Zamość – miasto idealne renesansu

Zamość to piękne miasto, idealne – budowane wg. projektów włoskich mistrzów epoki Renesansu, ale z wykorzystaniem polskich wzorców tamtych czasów. Hetmański gród chętnie zwiedzamy, jednak nie codziennie, gdyż z przyjemnością jedziemy także na Roztocze 🙂 . Na zdjęciu Rynek Wielki, salon miasta, reprezentacyjny punkt, tu dzieją się najważniejsze wydarzenia, tu każdego dnia, nie tylko wieczorami toczy się życie …więcej o wycieczkach znajdziemy w linku : https://przewodnikzamosc.pl/?page_id=746

Zapraszam na wakacyjne zwiedzanie Zamościa I Roztocza z przewodnikiem tel 509 33 89 39

Tragedia Dzieci z okolic Zamościa

Jedną z ofiar niemieckiego systemu zagłady była Czesia Kwoka urodzona 15 sierpnia 1928 roku w Wólce Złojeckiej, małej wiosce koło Zamościa – więcej dowiemy się podczas zwiedzania Zamościa z przewodnikiem, a zwłaszcza zamojskiej Rotundy.

Po wysiedleniu ze swojej wsi trafiła do obozu przejściowego w Zamościu, przy ul Okrzei, a następnie w dniu 13 grudnia 1942 roku wraz z matką Katarzyną do obozu koncentracyjnego w Oświęcimiu Czesława Kwoka, Polka, katoliczka, numer obozowy 2694,.miała 14 lat, gdy została zabita w obozie koncentracyjnym Auschwitz . zastrzykiem z trucizną. Tuż przed śmiercią została sfotografowana.

Widać tylko twarz przerażonej małej dziewczynki, która nawet nie mówiła w języku zbrodniarzy, czyli po niemiecku, która dopiero co, tak ze w obozie = straciła matkę. Tuż przed wykonaniem fotografii dziewczyna dla wymuszenia posłuszeństwa była bita pejczem przez jedną z nadzorczyń-esesmankę. Bito też ją w twarz.
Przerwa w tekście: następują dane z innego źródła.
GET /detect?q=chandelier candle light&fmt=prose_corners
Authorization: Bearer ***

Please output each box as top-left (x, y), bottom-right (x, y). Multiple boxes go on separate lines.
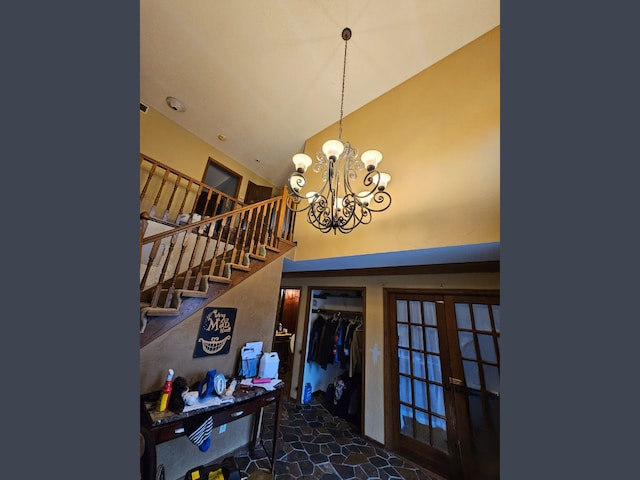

Wspomnienia fotografa obozowego : „Pamiętam również młodziutką więźniarkę, 16-17 lat, która przyjechała z obozu przesiedleńczego w Zamościu wraz z większą grupą kobiet. Inne były już bardzo wynędzniałe, a ona jeszcze w dość dobrym stanie, wyjątkowo ładna. Taka ładna dziewczynka, taka niewinna. Płakała, ale nic nie mogła zrobić. Przed zdjęciem dziewczynka wytarła łzy i krew z rozcięcia na wardze. Szczerze mówiąc, czułem się, jakbym sam dostał, ale nie mogłem się wtrącać. Zabiliby mnie. Poprosiłem ją wtedy grzecznie do zdjęcia. Uspokoiłem, że nie ma się, czego bać. Te dziewczęta były na ogół przerażone, nie znały niemieckiego, więc nie rozumiały o co chodzi, kiedy wywoływano ich numery. SS-manki terroryzowały je krzykiem i biły też przy formowaniu kolumny. Wystarczyło, że któraś dziewczyna o parę centymetrów odstawała z szeregu i już dostawała pejczem po twarzy. Słyszałem zwłaszcza o trzech SS-mankach, które wyróżniały się szczególną brutalnością: Hasse, Dreshsler, Mandel.”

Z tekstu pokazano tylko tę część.